Well, I have been humbled. Imagine my surprise when I found out, with quite the jolt, that even my physical vision can be swayed by peer pressure. Yes. Allow me to explain.
This past weekend I went to Cades Cove in the Great Smoky Mountains National Park. I was on the loop with my sister, her husband, her daughter and two sons. We were looking for bears in particular because my niece had her heart set on seeing one. I have seen lots of bears in Cades Cove because I live 50 miles from the place and I've been quite often. We had made our way quite a distance around the scenic loop and had seen none of the animals when, as we approached the area where there is a little settlement with a mill, we saw a group of teenaged girls on the side of the road gesturing and pointing excitedly in the direction of a stand of trees.

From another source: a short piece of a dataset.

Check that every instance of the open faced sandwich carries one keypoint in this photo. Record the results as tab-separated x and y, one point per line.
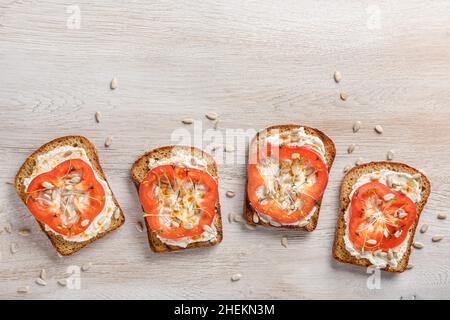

"They're punking us," I said with a world-weary air. "They want us to think there is something there." Then we all noticed a little crowd gathering down in the field near the edge of the trees. Suddenly, I saw the bear. He was a large-sized cub, unwieldy in the tree but not full-grown. I shouted. Mary saw him, too and then added that there were actually two in that area.
Soon we were all urging my brother-in-law to turn into the parking lot by the settlement and gift shop and, for heaven's sake, let us all out. We had a bear or two to photograph! There was a mini-pandemonium as folks tried to exit a slightly moving vehicle, my niece pleaded with my brother-in-law and my brother-in-law admonished someone. In a flash, my eight and eleven-year-old nephews were bounding across the field toward the trees, with me and my sister Mary following briskly behind them. "STAY FIFTY YARDS BACK. IT'S THE LAW," I said with all of the gravity I could muster.

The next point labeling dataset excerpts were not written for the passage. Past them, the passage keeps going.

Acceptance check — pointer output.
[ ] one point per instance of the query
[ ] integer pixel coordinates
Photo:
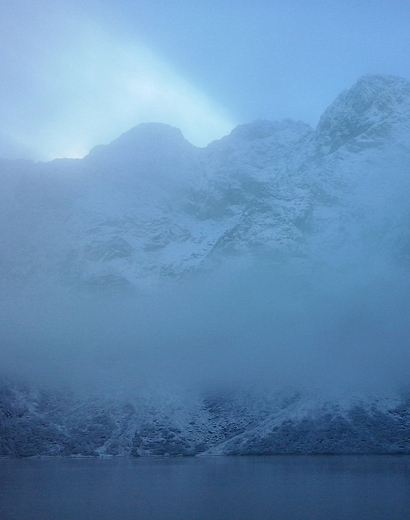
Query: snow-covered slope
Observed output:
(326, 208)
(36, 422)
(150, 206)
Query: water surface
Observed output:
(225, 488)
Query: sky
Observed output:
(77, 74)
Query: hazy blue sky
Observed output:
(76, 74)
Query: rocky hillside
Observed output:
(290, 250)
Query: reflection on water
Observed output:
(226, 488)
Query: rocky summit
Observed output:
(314, 223)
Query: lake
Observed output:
(226, 488)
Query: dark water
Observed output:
(225, 488)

"It's a squirrel's nest," said a man who was turning back from the scene, his voice flat.
I was stunned. Stunned. It never entered my mind that what we saw was anything other than a bear. I know what tipped me over into my pseudo reality. The presence of the small gathering crowd, all looking in the same direction. It made me see what it was I wanted to see all along. After all, SEVERAL people couldn't be wrong. One or two, maybe. Three teen girls, certainly. But a little crowd looking expectantly? Never. Except that it was, most assuredly, wrong.

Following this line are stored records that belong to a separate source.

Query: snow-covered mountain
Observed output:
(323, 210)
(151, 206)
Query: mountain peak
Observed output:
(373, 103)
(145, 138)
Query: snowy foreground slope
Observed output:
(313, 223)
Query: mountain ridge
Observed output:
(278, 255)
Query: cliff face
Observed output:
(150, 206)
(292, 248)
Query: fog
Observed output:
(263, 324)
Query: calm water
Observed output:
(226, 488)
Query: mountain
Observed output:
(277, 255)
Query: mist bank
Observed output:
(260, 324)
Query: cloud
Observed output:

Some in the group didn't give up the dream as easily as we did. My sister heard a lady ask her husband if the bear was playing dead. He dryly informed her that he didn't think that bears did that.
The point of my story, which we will be laughing about for many years, is that it opened my eyes to something we are all susceptible to, even in the spiritual realm where natural laws are very, very often suspended. We will frequently see what it is that we want to see, particularly if others are "seeing" it too.
How do we veer away from errant group-thinking about God, His world, our circumstances? By knowing who it is that we have believed, as the scriptures say. Jesus said quite clearly in John 10:27 that "My sheep hear my voice, and I know them, and they follow me." (Holy Bible, English Standard Version) That's pretty straightforward. I CAN know Jesus so well that His voice is very familiar to me. And, instead of fervently urging my brother-in-law to let me out of the van to see a non-existent bear (I mean this metaphorically), I can calmly walk the path laid out for me since long before I was on the earth. I'm pumped by John 10:14, which says "I am the good shepherd. I know my own and my own know me." (ESV)
Our experiences with God are not going to be less exciting, less colorful, less anything if we let go of expectations, stop following popular theology and look deeply at what God is showing us personally. I submit to you the exact opposite will be true. If I have learned nothing else in my fifty-one years, I know this: life with the Lord is the most interesting, fulfilling and life-giving adventure a human heart can know.